|Philippine President Benigno Aquino is flanked by Senate President Juan Ponce Enrile and House Speaker Feliciano Belmonte as they stand in prayer during his third State of the Nation Address at the House of Representatives in Quezon City, Metro Manila July 23, 2012. (Cheryl Ravelo/REUTERS)
TORONTO - A former high-ranking intelligence officer in the Philippines army is fighting to stay in Canada, claiming he will be killed by a terror group if sent back home.
Ernie Villegas Lumocso was a former sergeant and team leader in the Intelligence Service of the Armed Forces of the Philippines (ISAP), who arrived here to study English in 2007 as part of military training program.

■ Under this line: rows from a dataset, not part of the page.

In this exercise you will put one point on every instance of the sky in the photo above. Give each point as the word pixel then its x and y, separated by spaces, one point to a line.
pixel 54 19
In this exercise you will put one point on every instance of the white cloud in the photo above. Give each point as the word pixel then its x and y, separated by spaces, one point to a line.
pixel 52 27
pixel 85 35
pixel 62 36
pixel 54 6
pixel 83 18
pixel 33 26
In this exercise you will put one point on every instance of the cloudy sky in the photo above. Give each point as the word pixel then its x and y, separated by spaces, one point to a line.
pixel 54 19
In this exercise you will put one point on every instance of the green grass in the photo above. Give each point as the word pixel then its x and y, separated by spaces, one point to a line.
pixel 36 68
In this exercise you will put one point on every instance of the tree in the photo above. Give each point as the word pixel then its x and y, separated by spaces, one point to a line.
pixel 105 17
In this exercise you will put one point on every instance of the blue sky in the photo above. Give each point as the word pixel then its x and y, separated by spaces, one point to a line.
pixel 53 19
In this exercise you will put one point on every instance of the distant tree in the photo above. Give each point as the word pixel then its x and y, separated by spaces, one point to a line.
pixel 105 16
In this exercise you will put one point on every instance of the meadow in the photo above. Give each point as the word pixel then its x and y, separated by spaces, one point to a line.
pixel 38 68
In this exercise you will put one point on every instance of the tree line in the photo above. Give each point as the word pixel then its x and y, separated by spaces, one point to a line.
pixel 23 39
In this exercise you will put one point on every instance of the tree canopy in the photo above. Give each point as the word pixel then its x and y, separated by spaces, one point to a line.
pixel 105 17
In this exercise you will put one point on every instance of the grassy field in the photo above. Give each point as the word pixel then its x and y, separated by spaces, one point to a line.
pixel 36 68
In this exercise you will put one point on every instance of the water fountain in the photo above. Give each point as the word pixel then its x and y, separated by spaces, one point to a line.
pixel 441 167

He is accused of taking part in crimes against humanity.
Lumocso, who once lived in Toronto but now resides in Montreal, filed an unsuccessful refugee claim and subsequent appeal to the Federal Court of Canada that was dismissed on July 20.
Federal immigration officials alleged the former soldier and radio operator "had participated, as an accomplice, in crimes against humanity committed by the Armed Forces of the Philippines (AFP)."
Lumocso argued he faces death from members of a Abu Sayyaf separatist group for the 2003 arrest of their leader, Galib Andang, who is also known as "Commander Robot."
Comrades gave the military commander the nickname after Andang managed to walk around and fire his weapon despite suffering chest wounds in a battle. Lumocso was awarded that country's prestigious Distinguished Conduct Star Award for the arrest.
"The Board (Immigration and Refugee Board) found that serious grounds exist by which to consider the applicant had participated in crimes against humanity as an accomplice during his military service," Mr. Justice Michel Shore said in a decision.
Court heard the AFP had been fighting the Communist Party of the Philippines, the New People's Army and Muslim secessionists in Mindanao.
The court rejected Lumocso's argument that the human rights violations were committed by communists and Abu Sayyaf and not the AFP.
"He (Lumocso) was an active member of the intelligence in the global war against the Abu Sayyaf terrorist group conducted by the AFP," Shore said. "The applicant had actively been involved as an intelligence official and had acted with wilful blindness."
Court heard Lumocso had opportunities to leave AFP and didn't. He even "wore his military uniform" to immigration hearings in Canada.
"Remaining in an organization in a leadership position with knowledge that the organization was responsible for crimes against humanity may constitute complicity," Shore wrote.
Philippines human rights activists have documented dozens of alleged cases in which AFP officers beat and tortured people. No date has been set for Lumocso's deportation.